As I previously explained, the vertices converge to a point (the centroid, i.e. (a+b+c)/3), but they do *not* converge to an equilateral triangle. The shape of the triangle is preserved by each step (i.e., the triangles are all similar to each other). Each step scales the triangle by 1/2 and rotates it by 180 degrees about the centroid. It is *not* reflected. Reversing a step is identical, except it is scaled by 2 rather than 1/2. Performing two consecutive steps scales by 1/4 with no rotation. The mappings of old vertices to corresponding new vertices are: a -> (b+c)/2 b -> (a+c)/2 c -> (a+b)/2 Consider the difference between the new a and the new b: (b+c)/2 - (a+c)/2 = (b-a)/2 In other words, the new difference is -1/2 times the old difference (a-b). The length is halved, and the vector is negated (i.e., it is rotated by 180 degrees). This also shows that the ratios of the edge lengths are preserved. For example, consider the ratio of a pair of edge lengths: |a-b| / |a-c| After one iteration, the new ratio is: |(b-a)/2| / |(c-a)/2| = |a-b| / |a-c| Since the edge length ratios never change, clearly the triangles retain their exact shape, and do not converge to equilateral (unless they were equilateral to begin with). You can easily see this by drawing a right triangle, and inside that triangle drawing the triangle formed by the midpoints of each edge (i.e., one iteration). The new triangle is clearly a right triangle, with the exact same shape as the original (but scaled by 1/2 and rotated by 180 degrees). So all triangles will be right triangles, and hence will not converge to an equilateral triangle. Tom Brad Klee writes:
The triangle inequality a+b>c transforms to 2b>0, and similar for cyclic permutation. If (a,b,c) are positive lengths, even if they do not satisfy the triangle inequality, they will after one iteration. Thereafter the lengths can be folded into a triangle (or it’s mirror image). Similarly, if (a,b,c) are positive angles, choose angular units where a+b+c=pi. All subsequent iterations preserve the sum, so each triple determines a unique triangle (again, up to reflection). By the limiting property, both sequences converge to equilateral.
Another possibility is:
a = (a+b+c)/3 b = [(a*b)^(1/2)+(b*c)^(1/2)+(c*d)^(1/2)]/3 c = (a*b*c)^(1/3)
Is this the best generalization of the agm to three (or more) variables? Does it even converge?
—Brad
On Sep 18, 2020, at 12:03 AM, Henry Baker <hbaker1@pipeline.com> wrote:
Suppose we have a set of 3 distinct numbers, {a,b,c}.

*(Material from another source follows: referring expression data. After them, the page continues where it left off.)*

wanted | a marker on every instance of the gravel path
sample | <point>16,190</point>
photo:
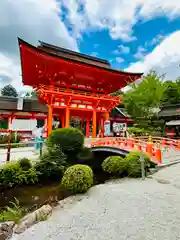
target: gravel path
<point>123,210</point>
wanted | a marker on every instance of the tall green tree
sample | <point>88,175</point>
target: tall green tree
<point>143,100</point>
<point>9,90</point>
<point>172,92</point>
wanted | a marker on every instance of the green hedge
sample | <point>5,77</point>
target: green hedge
<point>133,166</point>
<point>69,140</point>
<point>78,178</point>
<point>15,138</point>
<point>52,165</point>
<point>114,165</point>
<point>25,164</point>
<point>12,175</point>
<point>85,155</point>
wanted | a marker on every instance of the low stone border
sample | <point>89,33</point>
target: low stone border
<point>8,228</point>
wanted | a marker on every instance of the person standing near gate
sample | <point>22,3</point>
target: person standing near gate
<point>37,133</point>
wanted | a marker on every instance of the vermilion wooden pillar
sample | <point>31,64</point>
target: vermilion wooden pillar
<point>67,117</point>
<point>10,118</point>
<point>102,126</point>
<point>50,116</point>
<point>106,116</point>
<point>87,127</point>
<point>62,121</point>
<point>94,124</point>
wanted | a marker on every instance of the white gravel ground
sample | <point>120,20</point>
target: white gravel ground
<point>124,210</point>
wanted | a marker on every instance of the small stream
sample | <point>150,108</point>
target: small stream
<point>32,197</point>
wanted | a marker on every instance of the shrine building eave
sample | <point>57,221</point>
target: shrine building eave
<point>40,67</point>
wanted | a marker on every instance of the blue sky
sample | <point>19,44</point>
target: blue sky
<point>134,35</point>
<point>149,35</point>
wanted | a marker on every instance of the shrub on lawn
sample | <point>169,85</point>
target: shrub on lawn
<point>85,155</point>
<point>52,165</point>
<point>15,138</point>
<point>25,164</point>
<point>69,140</point>
<point>78,178</point>
<point>114,165</point>
<point>12,175</point>
<point>134,164</point>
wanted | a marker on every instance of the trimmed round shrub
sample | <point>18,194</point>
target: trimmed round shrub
<point>78,178</point>
<point>25,164</point>
<point>12,175</point>
<point>85,154</point>
<point>114,165</point>
<point>134,164</point>
<point>69,140</point>
<point>51,166</point>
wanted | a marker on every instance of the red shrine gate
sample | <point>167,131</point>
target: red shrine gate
<point>72,84</point>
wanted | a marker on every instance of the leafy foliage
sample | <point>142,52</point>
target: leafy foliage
<point>85,154</point>
<point>12,175</point>
<point>133,166</point>
<point>12,213</point>
<point>51,166</point>
<point>25,164</point>
<point>9,90</point>
<point>172,92</point>
<point>143,99</point>
<point>78,178</point>
<point>114,165</point>
<point>69,140</point>
<point>15,138</point>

Then averaging them in pairs preserves distinctness: {(a+b)/2,(b+c)/2,(c+a)/2}.
Proof: assume not, e.g., (a+b)/2=(b+c)/2 => a=c. Contradiction. QED.
So we can go backwards:
{a,b,c} => {a+b-c,b+c-a,c+a-b}
So, {(a+b)/2,(b+c)/2,(c+a)/2} => {(a+b+b+c-c-a)/2=b,(b+c+c+a-a-b)/2=c,(c+a+a+b-b-c)/2=a}
Note also that 'averaging' preserves the sum of the triple (hence its average): (a+b)/2+(b+c)/2+(c+a)/2=a+b+c. Thus, 'going forward' and 'going backwards' preserves this sum.

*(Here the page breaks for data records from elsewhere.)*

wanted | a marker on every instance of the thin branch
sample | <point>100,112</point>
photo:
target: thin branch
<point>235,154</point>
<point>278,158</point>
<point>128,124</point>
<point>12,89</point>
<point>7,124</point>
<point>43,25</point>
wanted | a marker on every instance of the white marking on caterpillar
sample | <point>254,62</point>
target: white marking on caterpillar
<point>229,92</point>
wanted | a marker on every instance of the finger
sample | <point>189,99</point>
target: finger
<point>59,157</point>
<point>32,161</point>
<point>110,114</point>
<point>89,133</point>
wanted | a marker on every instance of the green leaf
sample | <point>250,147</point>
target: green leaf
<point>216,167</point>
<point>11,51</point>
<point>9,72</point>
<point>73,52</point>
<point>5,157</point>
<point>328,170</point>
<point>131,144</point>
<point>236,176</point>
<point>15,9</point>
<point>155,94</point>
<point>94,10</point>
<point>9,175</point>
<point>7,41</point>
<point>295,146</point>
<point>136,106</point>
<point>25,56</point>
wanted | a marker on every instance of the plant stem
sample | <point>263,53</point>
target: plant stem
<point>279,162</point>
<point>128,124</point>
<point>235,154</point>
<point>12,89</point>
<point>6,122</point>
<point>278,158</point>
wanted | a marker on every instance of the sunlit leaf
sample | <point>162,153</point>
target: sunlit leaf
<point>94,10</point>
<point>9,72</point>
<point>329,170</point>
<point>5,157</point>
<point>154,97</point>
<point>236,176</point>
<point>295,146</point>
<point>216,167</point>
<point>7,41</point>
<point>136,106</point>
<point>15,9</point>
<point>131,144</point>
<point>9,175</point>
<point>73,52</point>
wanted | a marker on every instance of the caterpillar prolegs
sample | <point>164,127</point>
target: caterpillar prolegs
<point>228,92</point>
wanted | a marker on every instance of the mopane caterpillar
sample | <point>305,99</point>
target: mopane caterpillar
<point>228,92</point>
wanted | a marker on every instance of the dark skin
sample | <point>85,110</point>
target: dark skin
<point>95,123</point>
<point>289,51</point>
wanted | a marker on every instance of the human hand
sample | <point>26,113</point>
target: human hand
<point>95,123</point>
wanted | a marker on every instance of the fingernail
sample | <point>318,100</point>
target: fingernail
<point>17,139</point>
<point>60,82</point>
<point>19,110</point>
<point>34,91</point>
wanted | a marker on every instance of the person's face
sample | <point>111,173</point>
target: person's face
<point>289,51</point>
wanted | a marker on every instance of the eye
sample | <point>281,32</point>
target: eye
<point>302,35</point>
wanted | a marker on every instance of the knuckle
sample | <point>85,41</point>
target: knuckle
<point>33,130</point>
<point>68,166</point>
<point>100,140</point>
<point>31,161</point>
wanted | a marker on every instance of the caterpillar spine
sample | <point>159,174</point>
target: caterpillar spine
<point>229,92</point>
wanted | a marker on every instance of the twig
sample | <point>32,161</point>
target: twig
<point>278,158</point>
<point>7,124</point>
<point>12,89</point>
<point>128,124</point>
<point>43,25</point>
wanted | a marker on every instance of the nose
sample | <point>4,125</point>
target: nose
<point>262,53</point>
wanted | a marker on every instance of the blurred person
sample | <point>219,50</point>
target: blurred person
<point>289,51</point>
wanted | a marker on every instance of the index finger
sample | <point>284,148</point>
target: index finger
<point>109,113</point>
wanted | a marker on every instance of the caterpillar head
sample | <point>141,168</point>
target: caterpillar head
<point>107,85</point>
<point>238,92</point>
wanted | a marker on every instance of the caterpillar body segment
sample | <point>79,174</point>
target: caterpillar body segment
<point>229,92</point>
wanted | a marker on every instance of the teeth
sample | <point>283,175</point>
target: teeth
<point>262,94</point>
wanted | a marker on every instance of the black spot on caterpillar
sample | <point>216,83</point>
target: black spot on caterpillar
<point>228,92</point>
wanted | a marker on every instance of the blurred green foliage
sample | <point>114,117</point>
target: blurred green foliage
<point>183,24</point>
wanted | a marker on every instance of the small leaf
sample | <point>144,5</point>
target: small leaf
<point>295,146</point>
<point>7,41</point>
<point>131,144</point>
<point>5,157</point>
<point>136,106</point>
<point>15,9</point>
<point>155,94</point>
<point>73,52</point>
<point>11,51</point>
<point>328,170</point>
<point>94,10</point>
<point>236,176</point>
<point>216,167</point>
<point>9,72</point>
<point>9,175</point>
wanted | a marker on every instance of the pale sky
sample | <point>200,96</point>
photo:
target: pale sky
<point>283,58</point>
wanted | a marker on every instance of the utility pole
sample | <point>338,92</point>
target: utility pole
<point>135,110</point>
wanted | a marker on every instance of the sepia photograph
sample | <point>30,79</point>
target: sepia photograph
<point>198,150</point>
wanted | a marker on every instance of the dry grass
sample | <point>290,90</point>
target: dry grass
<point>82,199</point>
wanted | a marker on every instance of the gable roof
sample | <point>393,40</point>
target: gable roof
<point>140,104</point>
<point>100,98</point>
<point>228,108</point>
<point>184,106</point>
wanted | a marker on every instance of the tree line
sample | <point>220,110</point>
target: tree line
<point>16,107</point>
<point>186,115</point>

OK, so now let's iterate this averaging process N times.
I contend that this process makes the numbers more and more 'average'; i.e., all three converge towards the same number: (a+b+c)/3.
Yet, we can still recover our original 3 numbers by running the process backwards N times.

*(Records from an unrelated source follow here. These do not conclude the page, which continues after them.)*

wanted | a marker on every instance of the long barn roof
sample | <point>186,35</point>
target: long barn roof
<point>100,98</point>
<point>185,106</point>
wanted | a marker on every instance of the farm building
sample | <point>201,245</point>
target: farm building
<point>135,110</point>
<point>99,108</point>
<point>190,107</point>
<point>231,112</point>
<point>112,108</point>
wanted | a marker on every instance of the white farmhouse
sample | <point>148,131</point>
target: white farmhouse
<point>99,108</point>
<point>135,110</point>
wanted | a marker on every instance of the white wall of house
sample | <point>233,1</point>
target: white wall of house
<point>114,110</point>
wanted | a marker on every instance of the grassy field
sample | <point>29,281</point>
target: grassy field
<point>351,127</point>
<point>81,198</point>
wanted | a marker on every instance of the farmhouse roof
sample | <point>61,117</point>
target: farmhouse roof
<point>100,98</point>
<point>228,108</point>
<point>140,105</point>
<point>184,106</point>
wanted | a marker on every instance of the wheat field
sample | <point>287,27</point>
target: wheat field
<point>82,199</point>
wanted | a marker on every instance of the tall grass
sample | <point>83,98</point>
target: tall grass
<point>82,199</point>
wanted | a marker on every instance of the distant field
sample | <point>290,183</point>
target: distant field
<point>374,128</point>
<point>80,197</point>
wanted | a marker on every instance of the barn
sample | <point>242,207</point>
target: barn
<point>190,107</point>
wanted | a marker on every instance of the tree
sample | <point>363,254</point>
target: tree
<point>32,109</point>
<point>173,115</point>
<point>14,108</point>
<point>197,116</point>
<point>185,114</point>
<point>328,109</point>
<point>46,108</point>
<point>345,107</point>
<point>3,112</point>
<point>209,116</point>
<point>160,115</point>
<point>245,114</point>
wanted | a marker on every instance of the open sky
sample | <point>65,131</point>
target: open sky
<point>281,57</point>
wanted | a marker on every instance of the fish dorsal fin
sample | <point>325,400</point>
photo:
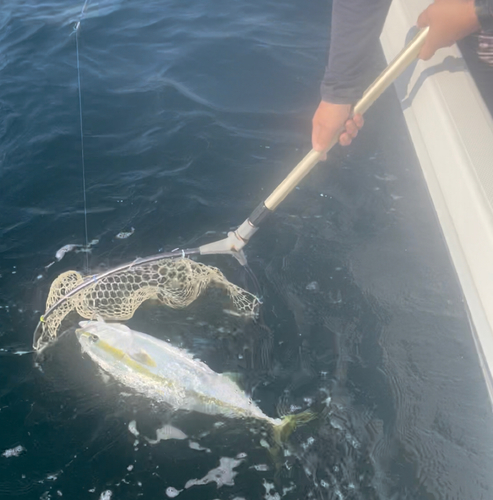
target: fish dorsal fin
<point>142,357</point>
<point>235,377</point>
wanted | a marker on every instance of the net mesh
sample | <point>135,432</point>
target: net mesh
<point>174,282</point>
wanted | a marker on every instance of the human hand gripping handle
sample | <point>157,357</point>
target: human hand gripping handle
<point>327,123</point>
<point>236,240</point>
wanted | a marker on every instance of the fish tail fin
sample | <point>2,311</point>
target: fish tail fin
<point>288,424</point>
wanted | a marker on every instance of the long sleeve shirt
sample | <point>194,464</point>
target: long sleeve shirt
<point>354,41</point>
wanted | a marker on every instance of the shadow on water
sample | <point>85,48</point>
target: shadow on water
<point>192,114</point>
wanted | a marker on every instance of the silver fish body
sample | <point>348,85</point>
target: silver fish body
<point>163,372</point>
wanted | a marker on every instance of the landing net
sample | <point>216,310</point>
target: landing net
<point>116,294</point>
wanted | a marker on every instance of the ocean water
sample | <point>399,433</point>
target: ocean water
<point>192,113</point>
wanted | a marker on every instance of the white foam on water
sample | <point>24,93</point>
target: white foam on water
<point>106,495</point>
<point>167,432</point>
<point>172,492</point>
<point>196,446</point>
<point>132,427</point>
<point>222,475</point>
<point>13,452</point>
<point>268,488</point>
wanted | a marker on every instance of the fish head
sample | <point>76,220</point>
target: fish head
<point>103,340</point>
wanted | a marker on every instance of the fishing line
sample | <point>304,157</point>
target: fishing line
<point>76,31</point>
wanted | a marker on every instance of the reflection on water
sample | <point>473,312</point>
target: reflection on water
<point>192,114</point>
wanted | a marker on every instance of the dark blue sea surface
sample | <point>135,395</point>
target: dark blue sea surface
<point>192,113</point>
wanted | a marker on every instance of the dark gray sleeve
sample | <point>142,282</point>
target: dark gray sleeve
<point>354,43</point>
<point>484,11</point>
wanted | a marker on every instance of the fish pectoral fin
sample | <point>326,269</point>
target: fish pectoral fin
<point>235,377</point>
<point>142,357</point>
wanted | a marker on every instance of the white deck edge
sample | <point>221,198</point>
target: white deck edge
<point>452,132</point>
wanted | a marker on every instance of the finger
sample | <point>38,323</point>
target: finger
<point>358,120</point>
<point>426,51</point>
<point>345,139</point>
<point>351,128</point>
<point>423,19</point>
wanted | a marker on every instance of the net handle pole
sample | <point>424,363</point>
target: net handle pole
<point>236,240</point>
<point>372,93</point>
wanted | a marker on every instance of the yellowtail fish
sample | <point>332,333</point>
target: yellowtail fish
<point>171,375</point>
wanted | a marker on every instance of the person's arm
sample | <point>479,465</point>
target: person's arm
<point>452,20</point>
<point>484,13</point>
<point>354,41</point>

Even better, we can go backwards *further* than our original 3 numbers.
Curiously, if we start with {-1,0,1}, we get {-2^k,0,2^k}, for all k.
Note now that a,b,c need not be 'numbers'; they could be vectors of numbers, so we can play this game in higher dimensions. E.g., we can choose triples of (x,y) pairs to represent triangles, so does iterating them converge towards equilateral triangles?